BVB am Millerntor – gute Stimmung trotz Heimniederlage

Tja, das war sie also nun, die 1. Englische Woche in der 1. Fußballbundesliga in der Saison 2010 / 2011. Die Ausbeute beträgt 4 Punkte und ist damit angesichts der Gegner HSV, Borussia Mönchengladbach und Borussia Dortmund bei zwei Heim- und einem Auswärtsspiel nicht als schlecht zu bezeichnen. Im Anbetracht dessen, daß wir als Aufsteiger allein um den Klassenerhalt spielen, kann man doch sehr mit dem Erreichten zufrieden sein. Wären da nicht wieder die liegen gelassenen Punkte durch Unachtsamkeiten und das ausgerechnet daheim. Wenige Momente der Nachlässigkeit entscheiden über die harte Arbeit einer ganzen Woche – es sind ja nicht nur die 90 Minuten auf dem Platz. Bittere Realität der 1. Bundesliga – und zugleich ein Höhepunkt nach dem anderen.

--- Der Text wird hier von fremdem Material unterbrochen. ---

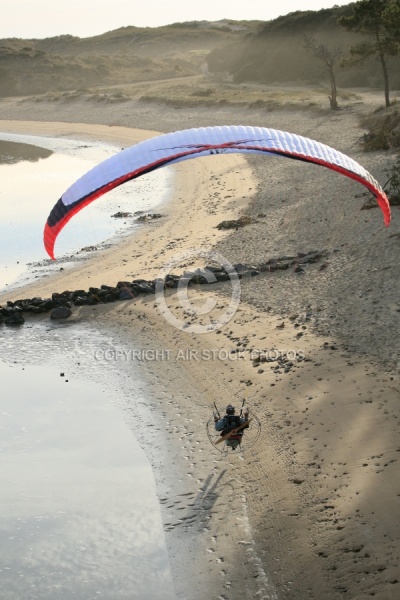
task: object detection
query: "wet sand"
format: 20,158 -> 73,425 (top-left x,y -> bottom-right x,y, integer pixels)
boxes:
1,94 -> 400,600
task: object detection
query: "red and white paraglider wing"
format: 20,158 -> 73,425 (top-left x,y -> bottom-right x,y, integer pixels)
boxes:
44,126 -> 390,259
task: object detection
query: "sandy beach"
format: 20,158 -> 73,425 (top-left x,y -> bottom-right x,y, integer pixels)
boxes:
0,93 -> 400,600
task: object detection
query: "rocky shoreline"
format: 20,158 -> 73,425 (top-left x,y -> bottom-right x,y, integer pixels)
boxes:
0,250 -> 329,326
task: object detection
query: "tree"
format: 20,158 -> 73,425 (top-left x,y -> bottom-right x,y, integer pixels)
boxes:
338,0 -> 400,106
304,35 -> 342,110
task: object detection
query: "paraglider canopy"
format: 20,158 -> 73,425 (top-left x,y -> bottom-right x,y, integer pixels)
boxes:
44,126 -> 390,260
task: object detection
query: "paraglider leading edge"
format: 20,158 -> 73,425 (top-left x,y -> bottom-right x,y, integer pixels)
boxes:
43,126 -> 390,260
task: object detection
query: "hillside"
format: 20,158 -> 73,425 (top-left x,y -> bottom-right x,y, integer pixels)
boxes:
0,21 -> 260,97
207,3 -> 400,89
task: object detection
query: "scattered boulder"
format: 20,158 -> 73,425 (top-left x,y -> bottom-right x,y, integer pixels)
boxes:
217,215 -> 255,230
50,306 -> 72,319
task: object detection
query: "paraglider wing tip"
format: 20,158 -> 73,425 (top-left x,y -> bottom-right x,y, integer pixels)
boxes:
43,223 -> 56,260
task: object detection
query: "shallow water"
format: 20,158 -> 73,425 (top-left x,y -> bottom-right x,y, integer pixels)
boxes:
0,324 -> 175,600
0,133 -> 172,290
0,134 -> 175,600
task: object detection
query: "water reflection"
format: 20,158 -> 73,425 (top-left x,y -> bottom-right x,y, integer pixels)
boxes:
0,360 -> 175,600
0,132 -> 172,289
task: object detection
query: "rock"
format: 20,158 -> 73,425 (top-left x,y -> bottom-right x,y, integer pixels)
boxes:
111,211 -> 132,219
50,306 -> 72,319
217,216 -> 254,229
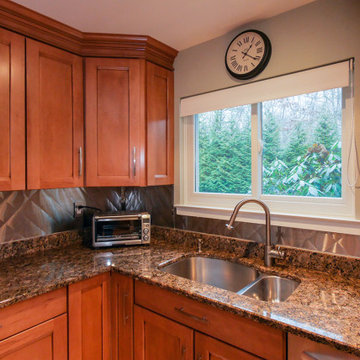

Aber bei diesem Programm kann man mit den Erfolgen zufrieden sein.

Wenn man nicht Stani heißt. Dieser war offensichtlich wegen der schwachen Leistung einiger Spieler etwas angefressen – http://www.fcstpauli.com/magazin/artikel.php?artikel=7432&type=2&menuid=57&topmenu=112 – was man aber aus seiner Perspektive gut nachvollziehen kann. Ein Trainer, der zu schnell zufrieden ist, der kann das Team auch nicht wirklich voran und über seine Grenzen hinaus zum optimalen Erfolg verhelfen. Und eben die von Stani angesprochene Leistungsgrenze muß abgerufen werden, wenn wir in dieser Liga bestehen wollen.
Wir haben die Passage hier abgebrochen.